Et si Big Rom n’était pas prêt cet été ? « Trouver une doublure à Romelu est un grand défi. Openda a peu de temps de jeu, Stassin joue en D2, Vermant n’est pas titulaire à Bruges. Il y a aussi Cuypers qui joue ici à Chicago et on suit également de près l’évolution de Mirisola à Genk. »
La sélection de Garcia : « 18 places sont déjà prises »
On a vu un Rudi Garcia détendu pendant ce stage, même blagueur par moments. « L’une de ses forces, c’est sa capacité à rester calme quand un événement échappe au contrôle. Pendant les matchs, son tempérament de feu ressort et c’est une source d’énergie pour l’équipe. Il reste méditerranéen, mais il s’est ouvert à la Belgique. »
Le pied gauche de Dodi Lukebakio a donné une autre allure à la tournée américaine des Diables rouges
Une ouverture sur notre pays qui ne se voit pas en Pro League, où il n’est pas souvent là. « À son arrivée, il a réalisé une évaluation en profondeur de notre championnat.
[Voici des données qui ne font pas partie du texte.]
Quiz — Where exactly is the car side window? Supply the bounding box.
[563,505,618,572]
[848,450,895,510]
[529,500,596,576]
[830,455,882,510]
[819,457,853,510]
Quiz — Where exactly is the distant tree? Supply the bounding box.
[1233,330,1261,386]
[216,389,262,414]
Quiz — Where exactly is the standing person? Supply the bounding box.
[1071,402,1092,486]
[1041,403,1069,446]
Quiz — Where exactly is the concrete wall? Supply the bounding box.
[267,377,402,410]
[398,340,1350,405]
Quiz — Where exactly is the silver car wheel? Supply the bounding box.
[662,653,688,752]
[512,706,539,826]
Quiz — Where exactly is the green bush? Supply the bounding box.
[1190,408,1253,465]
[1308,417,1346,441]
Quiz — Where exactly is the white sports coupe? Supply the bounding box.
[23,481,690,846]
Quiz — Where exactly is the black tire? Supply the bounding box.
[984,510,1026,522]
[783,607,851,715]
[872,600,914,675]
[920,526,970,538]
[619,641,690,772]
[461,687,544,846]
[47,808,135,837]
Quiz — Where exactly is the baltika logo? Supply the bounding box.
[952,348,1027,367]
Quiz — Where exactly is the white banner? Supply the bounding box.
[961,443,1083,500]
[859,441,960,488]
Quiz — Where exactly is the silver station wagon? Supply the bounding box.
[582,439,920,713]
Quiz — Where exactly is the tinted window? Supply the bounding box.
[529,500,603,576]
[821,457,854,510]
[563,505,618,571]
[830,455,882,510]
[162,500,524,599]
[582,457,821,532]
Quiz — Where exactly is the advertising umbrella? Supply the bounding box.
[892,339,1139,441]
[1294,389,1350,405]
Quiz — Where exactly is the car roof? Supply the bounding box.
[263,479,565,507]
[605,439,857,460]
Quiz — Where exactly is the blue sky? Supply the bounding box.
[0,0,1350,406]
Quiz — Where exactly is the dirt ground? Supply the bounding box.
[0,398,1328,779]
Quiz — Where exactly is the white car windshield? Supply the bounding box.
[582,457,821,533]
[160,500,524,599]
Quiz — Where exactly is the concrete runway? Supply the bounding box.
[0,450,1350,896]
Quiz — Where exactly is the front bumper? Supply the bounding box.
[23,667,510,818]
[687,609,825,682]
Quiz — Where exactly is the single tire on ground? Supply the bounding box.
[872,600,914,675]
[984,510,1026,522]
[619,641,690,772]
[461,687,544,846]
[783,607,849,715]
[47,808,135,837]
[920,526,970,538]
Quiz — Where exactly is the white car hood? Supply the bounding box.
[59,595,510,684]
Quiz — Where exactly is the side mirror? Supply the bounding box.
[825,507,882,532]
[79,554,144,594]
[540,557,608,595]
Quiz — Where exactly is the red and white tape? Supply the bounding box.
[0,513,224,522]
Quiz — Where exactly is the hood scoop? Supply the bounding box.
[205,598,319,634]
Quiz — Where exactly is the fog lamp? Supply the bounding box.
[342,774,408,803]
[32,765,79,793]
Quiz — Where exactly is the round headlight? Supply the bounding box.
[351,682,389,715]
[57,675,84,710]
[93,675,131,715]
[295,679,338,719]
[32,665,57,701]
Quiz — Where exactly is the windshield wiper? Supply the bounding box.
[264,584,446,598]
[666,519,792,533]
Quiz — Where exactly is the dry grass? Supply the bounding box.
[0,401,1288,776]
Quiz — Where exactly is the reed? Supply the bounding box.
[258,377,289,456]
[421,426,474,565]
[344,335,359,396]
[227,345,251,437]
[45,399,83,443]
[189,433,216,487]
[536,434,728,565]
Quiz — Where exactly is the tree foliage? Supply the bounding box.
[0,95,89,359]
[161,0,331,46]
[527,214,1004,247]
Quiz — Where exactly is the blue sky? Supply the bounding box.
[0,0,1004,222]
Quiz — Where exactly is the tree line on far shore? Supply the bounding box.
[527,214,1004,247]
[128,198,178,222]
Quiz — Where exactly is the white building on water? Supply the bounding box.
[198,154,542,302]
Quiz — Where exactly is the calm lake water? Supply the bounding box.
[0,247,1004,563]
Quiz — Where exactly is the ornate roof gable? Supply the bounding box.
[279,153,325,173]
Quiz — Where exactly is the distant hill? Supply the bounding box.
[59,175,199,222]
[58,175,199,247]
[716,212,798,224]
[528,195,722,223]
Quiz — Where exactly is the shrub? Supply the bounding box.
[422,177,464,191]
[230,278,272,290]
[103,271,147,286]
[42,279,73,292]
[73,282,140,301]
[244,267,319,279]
Il le fait moins aujourd’hui parce qu’il se concentre sur sa sélection de 26. Je pense que 18 places sont déjà prises ou quasi acquises. Il en reste donc huit à distribuer. Personne n’est écarté. Les petits nouveaux au stage ont fait belle impression et des garçons comme Fofana et Moreira sont là aussi. Ils devront quand même retrouver leur forme physique. »

Rudi Garcia transmet de l’énergie à son groupe, selon Vincent Mannaert. ©VKAL’ambiance : « Comme avant les smartphones »
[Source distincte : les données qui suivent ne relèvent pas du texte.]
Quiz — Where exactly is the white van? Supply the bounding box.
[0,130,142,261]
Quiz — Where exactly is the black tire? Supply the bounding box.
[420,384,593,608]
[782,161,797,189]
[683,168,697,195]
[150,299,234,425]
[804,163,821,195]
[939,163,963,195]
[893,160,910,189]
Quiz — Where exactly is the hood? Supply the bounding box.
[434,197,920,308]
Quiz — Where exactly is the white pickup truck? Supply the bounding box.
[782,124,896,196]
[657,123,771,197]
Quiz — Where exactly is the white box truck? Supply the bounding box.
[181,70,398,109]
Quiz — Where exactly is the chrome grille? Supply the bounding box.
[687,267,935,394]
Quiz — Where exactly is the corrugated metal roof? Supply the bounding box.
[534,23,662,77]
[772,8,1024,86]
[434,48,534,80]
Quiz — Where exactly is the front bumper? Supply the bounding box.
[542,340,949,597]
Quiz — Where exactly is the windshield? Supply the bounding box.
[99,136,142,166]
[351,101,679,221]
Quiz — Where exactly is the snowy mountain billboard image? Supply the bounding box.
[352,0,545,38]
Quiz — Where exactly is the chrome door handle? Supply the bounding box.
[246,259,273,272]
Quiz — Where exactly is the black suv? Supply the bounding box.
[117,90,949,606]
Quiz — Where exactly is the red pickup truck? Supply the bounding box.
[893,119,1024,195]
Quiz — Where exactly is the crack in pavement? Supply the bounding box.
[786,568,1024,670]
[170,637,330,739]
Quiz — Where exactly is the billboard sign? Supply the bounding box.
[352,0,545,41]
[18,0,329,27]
On a subodoré une bonne atmosphère dans le groupe pendant ce stage. Une impression que Mannaert confirme, lui qui a vécu avec l’équipe. « Les joueurs sont en train de tisser des liens forts. Après les repas, ils restaient à table pour bavarder. C’est toujours bon signe. Le décalage horaire joue aussi en notre faveur. Le soir aux USA, c’est la nuit en Belgique et ils n’ont plus de contacts avec leurs proches. Ils n’étaient donc pas la tête dans leur téléphone. L’ambiance ressemblait à celle d’avant les smartphones. »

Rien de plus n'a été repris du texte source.